Shin told TechCrunch that Rebel will use Samsung Electronics’ 4-nanometer fabrication process, and that its AI chip will be deployed in Samsung’s advanced memory chip technology HBM3E, designed to handle high bandwidth memory, used for building and operating large language models. Rebellions’ unique selling point is a claim that its technology and products have more versatility than customized AI chips, meaning they can support various generative AI models that need AI accelerators.

The company CFO stressed that Rebellions will cooperate with Samsung from co-development and chip design to mass production of Rebel. There is a second motivation for Samsung’s work here: Aside from its efforts in chips, South Korea’s largest memory chip maker has been working on its own generative AI model, Samsung Gauss.


It’s also been working with customers using its previous generations of chips.
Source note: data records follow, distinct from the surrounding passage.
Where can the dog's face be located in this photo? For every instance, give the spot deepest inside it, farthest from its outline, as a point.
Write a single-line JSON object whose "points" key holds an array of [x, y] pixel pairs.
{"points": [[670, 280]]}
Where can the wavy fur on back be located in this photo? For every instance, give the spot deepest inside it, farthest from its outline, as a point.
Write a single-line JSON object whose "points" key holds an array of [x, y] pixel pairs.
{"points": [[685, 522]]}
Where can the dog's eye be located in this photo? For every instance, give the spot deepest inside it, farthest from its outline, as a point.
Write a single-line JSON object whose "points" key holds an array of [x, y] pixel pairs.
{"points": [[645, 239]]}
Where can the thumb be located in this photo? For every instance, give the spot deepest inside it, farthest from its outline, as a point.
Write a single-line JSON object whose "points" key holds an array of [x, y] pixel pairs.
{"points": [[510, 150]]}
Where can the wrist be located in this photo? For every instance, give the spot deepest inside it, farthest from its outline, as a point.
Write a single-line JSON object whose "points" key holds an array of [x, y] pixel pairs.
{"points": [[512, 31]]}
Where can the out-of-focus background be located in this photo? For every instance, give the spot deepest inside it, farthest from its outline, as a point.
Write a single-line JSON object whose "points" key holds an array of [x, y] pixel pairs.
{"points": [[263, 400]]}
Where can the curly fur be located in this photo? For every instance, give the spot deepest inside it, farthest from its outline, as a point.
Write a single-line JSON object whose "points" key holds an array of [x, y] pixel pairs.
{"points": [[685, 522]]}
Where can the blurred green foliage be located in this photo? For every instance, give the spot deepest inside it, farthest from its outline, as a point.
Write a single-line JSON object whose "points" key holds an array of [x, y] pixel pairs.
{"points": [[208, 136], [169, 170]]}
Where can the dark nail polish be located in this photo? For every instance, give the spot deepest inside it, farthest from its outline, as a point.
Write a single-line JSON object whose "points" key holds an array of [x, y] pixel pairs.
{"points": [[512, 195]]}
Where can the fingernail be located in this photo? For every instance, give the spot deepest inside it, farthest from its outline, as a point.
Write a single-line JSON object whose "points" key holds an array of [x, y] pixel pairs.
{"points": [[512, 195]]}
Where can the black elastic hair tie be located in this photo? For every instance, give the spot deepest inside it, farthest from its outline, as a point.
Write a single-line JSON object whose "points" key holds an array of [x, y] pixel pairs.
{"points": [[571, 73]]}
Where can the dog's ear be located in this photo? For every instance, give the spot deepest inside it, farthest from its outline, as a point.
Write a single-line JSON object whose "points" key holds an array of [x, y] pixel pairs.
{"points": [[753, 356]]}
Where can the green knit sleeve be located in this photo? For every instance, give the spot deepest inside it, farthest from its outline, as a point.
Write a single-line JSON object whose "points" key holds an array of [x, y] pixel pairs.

In May 2023, Rebellions’ strategic investor, KT, installed Atom, Rebellions’ data-center targeted AI chip, in its cloud-based neural processing units (NPU) infrastructure. Rebellions says it expects to generate revenues from Atom in the second half of this year and will continue to produce that chip model via Samsung’s 5-nanometer fabrication process. Atom is designed for data centers and language models of up to 7 billion parameters, while Rebel targets larger large language models, Shin noted.

Meanwhile, the startup’s first AI chip, Ion, which was launched in November 2021, is in the process of qualification testing in the U.S. and has yet to sign on any commercial customers. Ion is designed for edge computing and one key use case, the company believes, will be in financial services applications, where larger institutions building their own hardware could use the chips to power stock prediction and trading applications.

Rebellions CEO Sunghyun Park, a former quant developer at Morgan Stanley in New York, and four co-founders set up the AI chip startup in 2020.